Only it hasn’t been the way it was for years. Kathie has been through hell dealing with Spalding’s depressions, and there have been a handful of phone calls to me along the way, especially since his car accident in Ireland the summer before 9/11. He had two psychiatric hospitalizations in 2002, the first at Silver Hill in June and then at Cornell in September. The Cornell admission lasted for months and months. I remember Kathie calling me to complain how she couldn’t get them to release him, because Spalding wouldn’t tell them he wasn’t suicidal anymore. Basically, he was, and he didn’t know enough to lie. I bet his Cornell psychiatrist knew what a lot of us pushed to the back of our minds: He was absolutely going to kill himself eventually.

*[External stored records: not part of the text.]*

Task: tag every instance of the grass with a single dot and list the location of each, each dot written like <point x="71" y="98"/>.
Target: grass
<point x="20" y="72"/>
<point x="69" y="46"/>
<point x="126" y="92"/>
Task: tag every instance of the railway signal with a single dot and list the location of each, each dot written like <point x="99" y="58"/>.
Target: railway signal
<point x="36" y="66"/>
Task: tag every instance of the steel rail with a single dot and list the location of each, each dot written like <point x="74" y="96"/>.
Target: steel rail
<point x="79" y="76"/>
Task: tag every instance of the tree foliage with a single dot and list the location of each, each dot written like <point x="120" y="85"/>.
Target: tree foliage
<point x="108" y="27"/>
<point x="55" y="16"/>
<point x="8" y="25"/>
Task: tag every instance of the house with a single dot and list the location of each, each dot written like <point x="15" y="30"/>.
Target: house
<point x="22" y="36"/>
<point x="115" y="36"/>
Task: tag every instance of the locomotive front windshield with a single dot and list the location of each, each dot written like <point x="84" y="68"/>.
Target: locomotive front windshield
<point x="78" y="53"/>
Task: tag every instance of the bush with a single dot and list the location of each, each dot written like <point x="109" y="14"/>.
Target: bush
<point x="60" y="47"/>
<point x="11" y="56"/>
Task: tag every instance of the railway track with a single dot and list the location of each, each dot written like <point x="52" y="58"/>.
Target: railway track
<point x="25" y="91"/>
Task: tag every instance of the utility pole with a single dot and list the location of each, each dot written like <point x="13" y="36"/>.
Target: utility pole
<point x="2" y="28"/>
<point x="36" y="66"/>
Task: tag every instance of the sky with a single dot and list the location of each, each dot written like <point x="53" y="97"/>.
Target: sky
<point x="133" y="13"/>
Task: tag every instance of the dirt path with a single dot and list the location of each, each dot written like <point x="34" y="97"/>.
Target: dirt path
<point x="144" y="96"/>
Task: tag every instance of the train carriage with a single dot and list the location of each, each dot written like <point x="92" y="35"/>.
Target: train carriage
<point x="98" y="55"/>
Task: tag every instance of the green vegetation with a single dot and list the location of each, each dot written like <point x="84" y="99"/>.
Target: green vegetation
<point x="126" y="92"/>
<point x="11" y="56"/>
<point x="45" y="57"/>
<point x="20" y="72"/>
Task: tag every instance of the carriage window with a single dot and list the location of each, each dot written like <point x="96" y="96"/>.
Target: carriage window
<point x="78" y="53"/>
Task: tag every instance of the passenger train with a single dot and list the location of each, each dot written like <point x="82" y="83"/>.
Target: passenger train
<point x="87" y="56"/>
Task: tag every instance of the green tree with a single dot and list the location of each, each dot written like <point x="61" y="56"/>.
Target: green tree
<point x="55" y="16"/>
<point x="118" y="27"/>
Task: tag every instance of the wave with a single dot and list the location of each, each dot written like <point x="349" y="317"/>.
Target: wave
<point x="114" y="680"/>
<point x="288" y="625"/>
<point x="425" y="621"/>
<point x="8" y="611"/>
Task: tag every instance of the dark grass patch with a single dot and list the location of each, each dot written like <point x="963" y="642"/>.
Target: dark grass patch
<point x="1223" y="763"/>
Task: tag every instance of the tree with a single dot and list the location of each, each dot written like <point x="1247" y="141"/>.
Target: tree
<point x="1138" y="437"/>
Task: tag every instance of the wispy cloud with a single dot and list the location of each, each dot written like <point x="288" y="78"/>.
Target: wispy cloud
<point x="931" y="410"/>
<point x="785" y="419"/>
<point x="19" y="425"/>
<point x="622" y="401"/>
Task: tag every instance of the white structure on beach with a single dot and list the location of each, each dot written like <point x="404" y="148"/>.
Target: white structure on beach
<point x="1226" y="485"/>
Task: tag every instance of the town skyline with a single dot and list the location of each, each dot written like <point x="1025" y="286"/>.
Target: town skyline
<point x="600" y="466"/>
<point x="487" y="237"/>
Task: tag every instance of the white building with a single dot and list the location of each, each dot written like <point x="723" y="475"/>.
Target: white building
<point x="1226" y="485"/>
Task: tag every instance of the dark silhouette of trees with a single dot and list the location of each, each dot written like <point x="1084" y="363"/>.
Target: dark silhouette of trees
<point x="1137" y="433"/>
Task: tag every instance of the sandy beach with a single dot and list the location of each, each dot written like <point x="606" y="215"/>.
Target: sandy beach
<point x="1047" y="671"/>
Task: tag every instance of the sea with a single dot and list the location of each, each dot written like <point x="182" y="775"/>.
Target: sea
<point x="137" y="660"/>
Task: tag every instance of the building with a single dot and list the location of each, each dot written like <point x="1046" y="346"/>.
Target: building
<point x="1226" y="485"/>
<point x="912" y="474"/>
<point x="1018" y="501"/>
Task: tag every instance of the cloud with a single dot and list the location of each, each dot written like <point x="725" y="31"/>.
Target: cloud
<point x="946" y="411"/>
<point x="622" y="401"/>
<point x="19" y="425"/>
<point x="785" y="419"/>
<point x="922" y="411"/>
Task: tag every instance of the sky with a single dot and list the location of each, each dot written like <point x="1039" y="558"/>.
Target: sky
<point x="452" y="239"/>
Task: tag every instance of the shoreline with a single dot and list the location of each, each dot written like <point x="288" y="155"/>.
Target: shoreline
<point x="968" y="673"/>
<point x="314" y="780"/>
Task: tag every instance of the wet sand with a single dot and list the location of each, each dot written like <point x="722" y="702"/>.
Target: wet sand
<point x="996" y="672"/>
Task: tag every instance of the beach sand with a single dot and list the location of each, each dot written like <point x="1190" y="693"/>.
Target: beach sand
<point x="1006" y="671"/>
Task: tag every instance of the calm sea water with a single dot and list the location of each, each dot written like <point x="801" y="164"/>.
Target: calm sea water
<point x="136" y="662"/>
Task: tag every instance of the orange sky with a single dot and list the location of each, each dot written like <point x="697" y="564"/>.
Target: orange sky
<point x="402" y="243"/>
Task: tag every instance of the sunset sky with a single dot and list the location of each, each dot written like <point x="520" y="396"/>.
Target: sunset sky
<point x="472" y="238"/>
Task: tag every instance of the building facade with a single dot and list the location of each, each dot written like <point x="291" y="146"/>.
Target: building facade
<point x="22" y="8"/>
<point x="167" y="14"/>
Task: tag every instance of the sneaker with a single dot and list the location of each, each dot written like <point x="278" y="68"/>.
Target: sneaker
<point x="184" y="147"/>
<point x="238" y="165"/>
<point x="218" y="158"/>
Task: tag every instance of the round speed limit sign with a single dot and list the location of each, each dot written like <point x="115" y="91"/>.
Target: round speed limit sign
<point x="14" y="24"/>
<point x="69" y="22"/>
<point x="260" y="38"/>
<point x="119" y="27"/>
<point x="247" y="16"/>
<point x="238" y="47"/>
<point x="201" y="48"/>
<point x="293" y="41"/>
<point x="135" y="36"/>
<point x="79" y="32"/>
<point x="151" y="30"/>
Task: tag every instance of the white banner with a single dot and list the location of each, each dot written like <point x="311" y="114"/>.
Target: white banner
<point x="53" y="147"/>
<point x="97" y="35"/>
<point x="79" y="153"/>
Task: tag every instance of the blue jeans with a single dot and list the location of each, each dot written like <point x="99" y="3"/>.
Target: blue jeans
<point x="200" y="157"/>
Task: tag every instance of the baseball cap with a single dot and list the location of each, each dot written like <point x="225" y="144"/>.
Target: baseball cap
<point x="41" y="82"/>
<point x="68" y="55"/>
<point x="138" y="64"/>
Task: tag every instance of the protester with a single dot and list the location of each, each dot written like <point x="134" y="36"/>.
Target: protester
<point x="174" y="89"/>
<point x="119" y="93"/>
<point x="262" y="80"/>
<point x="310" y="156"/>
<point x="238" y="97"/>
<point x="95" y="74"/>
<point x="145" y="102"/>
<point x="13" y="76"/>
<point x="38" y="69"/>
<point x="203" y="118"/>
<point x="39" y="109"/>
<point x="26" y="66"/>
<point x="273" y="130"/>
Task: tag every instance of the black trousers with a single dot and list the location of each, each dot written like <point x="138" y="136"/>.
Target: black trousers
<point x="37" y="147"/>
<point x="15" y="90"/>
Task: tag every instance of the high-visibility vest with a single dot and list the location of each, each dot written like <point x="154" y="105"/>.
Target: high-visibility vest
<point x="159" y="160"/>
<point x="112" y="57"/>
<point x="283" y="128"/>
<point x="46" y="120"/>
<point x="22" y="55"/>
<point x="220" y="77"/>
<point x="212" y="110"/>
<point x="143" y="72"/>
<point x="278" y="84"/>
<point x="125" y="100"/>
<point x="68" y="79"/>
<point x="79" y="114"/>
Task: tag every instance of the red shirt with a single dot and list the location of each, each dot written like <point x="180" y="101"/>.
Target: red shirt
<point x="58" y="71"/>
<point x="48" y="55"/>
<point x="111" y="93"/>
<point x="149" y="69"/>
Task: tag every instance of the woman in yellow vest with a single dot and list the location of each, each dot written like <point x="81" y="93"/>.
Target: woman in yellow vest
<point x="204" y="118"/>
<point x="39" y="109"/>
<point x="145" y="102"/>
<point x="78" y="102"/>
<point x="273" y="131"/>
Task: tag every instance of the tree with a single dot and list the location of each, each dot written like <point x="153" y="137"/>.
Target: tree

For the next few weeks, I drive home on Sunday and Monday mornings, my car covered with snow, heading north on the FDR, the East River on my right. Spalding’s out there somewhere, I think as I glance at the ice. If he did jump off the Staten Island Ferry, then his body is most likely in the East River because of the currents. And all the evidence is pointing to the Staten Island Ferry. The call to Theo came from the terminal
there. Someone who works on the ferry reported that they saw him the night before, on Friday night, when he placed his wallet on the bench and walked over to the boat’s railing. Maybe it was a dry run, or maybe he just wasn’t quite ready, but I’m afraid he did jump into the river the next night. The police tell Kathie that his body will probably turn up in the spring, when the ice thaws. I think about that every time I drive home.